To start -- how wide do you generally make the field/beam to cover the PTV and make up for any penumbra at the edges? For example, say you had a chest wall met you wanted to treat; you contour/volume it, give say a 0.5cm CTV margin, another 1cm PTV margin, etc. Then how much bigger should the beam be to make sure the PTV is covered? Another 1cm? More? Less?


This is actually a very fundamental question.

The best source for this is a report, ICRU 62 (International Commission on Radiation Units and Measurements (ICRU)) that explains how you use the setup uncertainty to create your margins.

This report is the "ur-text" for TV definition and is one of the 1st things folks should read to get the idea of how that get volume concepts/nomenclature work...its technical, but readable.

It does a good job defining CTV as a target encompassing microscopic subclinical disease using anatomic boundaries and PTV margins based on geometric/spatial uncertainty (the key difference in CTV vs PTV margination strategies ).

Hope this helps!!
 
Generally 7mm from PTV to block edge but can minimally be dependent on energy of your photon beam. This should be discussed in your physics lectures if you're a Rad Onc resident.

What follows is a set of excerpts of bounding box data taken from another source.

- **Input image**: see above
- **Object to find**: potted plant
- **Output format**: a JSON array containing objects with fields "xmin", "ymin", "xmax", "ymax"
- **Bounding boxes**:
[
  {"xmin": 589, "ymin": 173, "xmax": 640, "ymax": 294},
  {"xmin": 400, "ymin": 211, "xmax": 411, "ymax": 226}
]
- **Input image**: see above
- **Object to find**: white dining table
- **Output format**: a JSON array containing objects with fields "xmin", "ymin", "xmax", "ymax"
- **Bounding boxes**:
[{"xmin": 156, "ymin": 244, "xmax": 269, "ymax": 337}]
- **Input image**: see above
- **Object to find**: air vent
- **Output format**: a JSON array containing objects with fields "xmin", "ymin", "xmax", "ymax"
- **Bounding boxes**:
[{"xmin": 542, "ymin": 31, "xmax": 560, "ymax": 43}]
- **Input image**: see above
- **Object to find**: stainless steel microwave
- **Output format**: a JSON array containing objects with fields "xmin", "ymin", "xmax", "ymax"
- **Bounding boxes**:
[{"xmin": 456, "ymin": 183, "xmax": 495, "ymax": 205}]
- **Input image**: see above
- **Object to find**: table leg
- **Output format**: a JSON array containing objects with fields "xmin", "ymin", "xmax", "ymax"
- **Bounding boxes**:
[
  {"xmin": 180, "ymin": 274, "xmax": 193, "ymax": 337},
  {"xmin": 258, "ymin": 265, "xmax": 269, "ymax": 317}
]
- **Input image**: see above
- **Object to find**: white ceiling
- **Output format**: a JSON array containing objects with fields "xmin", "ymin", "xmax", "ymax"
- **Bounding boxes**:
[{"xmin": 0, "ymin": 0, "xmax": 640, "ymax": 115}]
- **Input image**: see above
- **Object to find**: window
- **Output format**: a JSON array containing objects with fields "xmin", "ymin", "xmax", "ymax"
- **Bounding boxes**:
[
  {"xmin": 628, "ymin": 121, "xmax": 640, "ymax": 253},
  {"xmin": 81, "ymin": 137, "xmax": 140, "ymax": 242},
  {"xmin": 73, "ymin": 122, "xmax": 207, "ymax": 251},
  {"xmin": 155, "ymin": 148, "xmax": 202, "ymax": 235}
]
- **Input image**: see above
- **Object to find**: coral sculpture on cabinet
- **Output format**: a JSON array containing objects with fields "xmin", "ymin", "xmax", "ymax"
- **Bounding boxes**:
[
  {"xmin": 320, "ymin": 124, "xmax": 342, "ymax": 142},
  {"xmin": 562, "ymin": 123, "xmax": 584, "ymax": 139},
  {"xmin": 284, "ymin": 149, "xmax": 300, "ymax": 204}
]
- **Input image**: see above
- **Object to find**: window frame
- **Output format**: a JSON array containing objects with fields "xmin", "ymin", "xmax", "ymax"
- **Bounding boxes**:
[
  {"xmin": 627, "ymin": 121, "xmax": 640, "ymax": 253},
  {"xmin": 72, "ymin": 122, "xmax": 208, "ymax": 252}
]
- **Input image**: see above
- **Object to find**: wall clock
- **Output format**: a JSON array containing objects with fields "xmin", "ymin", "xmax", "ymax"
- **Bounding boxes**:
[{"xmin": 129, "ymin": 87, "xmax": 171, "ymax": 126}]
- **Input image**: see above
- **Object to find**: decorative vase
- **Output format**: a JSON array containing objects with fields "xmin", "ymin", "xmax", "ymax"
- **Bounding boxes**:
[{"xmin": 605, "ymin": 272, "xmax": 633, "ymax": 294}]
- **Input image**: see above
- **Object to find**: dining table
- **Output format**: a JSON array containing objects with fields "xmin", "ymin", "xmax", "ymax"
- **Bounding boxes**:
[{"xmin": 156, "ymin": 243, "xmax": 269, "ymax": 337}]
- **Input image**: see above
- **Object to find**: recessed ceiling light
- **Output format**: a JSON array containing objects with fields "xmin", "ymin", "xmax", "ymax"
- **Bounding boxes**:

If you're talking about electrons we generally do 7mm to 1cm as well, although we sometimes do more as we have a CTV we're interested in, with a combination of thinking to PTV margin + beam penumbra.
 
As big as you need to cover your ptv. I guess technically it could be no margin for an srs case up to 7-10 mm for a 3d conformal plan.
 
I have typically seen 5 mm.Here is the fundamental issue: if you have no block (or even negative) margin, for example, then you will need to prescribe to lower ( 70-80%) isodose line to cover your PTV, so your PTV becomes much "hotter," but the dose falls off is steeper! there is a tension here between homogeneity and dose fall off.

Historically in 3d radiation, the dogma was that greater than 10% hot spot in all cases = a bad plan. (I believe there are exceptions to this, but that is a different discussion) Some planners may use greater than 5-7mm block margins to make the plan metrics/homogenity look better (lower hot spot) but the high isodose line dose fall off will suffer.

There are select cases in 3d radiation where you may actually prefer a hot spot in the tumor, or you can manually slide the leaves in some beams in closer near a critical structure (selectively reducing your block margin) and you may get quicker fall off near the critical structure at the expense of prescribing to a lower isodose line/ increasing hot spot. I find that in the IMRT era, some of us are more tolerant of the magnitude hot spots , more concerned about the location than size.